Итак, отталкиваясь от тезиса Геллнера, мы предложили интерпретацию, в соответствии с которой экономические изменения предстают как часть более широкого процесса трансформации, позволившего национальным требованиям утвердиться наряду с другими общественными запросами. При царизме экономические изменения способствовали появлению чувства принадлежности к нации. Советское государство стремилось к мобилизации населения под лозунгом социализма. Однако, в конце концов, многие граждане пришли к убеждению, что не построение социализма по советской модели, а национализм является более выгодной платформой для улучшения экономической ситуации. Несколько поколений советских лидеров возлагали надежды на экономический рост, ликвидацию безработицы, возможности для получения образования и социальные программы, как на достаточные основания для укрепления легитимности коммунистической партии и прочности Советского государства в глазах всех советских граждан, независимо от этнической принадлежности. Советское государство достигло многого в экономической, социальной и культурной сферах, хотя значимость этих достижений и была позднее поставлена под вопрос.[41] Тем не менее, данные достижения сопровождались огромными жертвами, что дало основания нерусским национальным меньшинствам считать советскую экономическую трансформацию провальной. Согласно взгляду националистически мыслящей интеллигенции нерусских национальностей, советский проект воспроизводил традицию русской гегемонии и эксплуатации и именно этнические меньшинства оказались непосредственными жертвами коллективизации, голода, индустриализации и ухудшения экологической ситуации.

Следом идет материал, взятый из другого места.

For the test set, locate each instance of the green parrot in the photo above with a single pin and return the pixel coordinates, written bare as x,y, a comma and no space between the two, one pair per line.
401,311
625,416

После 1985 года многие граждане восприняли риторику национализма в качестве мощного инструмента критики и подрыва оснований старого режима. Руководство Советского Союза также внесло вклад в собственное поражение, проводя консолидацию национальных групп посредством территориально-административного деления. Когда наступила пора разочарований, националисты выступили на сцену с обещанием выхода из экономического тупика посредством обретения независимости и свободы. Однако осталась нерешенной проблема разработки конкретных механизмов улучшения социального благосостояния и экономического роста, а равно и их идеологических оснований.[42]
То, чему мы являемся свидетелями в конце ХХ века, представляет собой повторение на новом этапе национального конфликта и конфликта между разными национальными меньшинствами на окраинах империи. Так же, как и в 1917 году, эти процессы являются выражением трудностей общего характера, в том числе и социально-экономического коллапса, на имперской периферии. Распад Советского Союза заставил этнические меньшинства и этническое большинство переосмыслить свою историю. В этой ситуации экономическая история предстает как важнейшая точка отсчета для понимания прошлого, настоящего и будущего этого проблемного региона.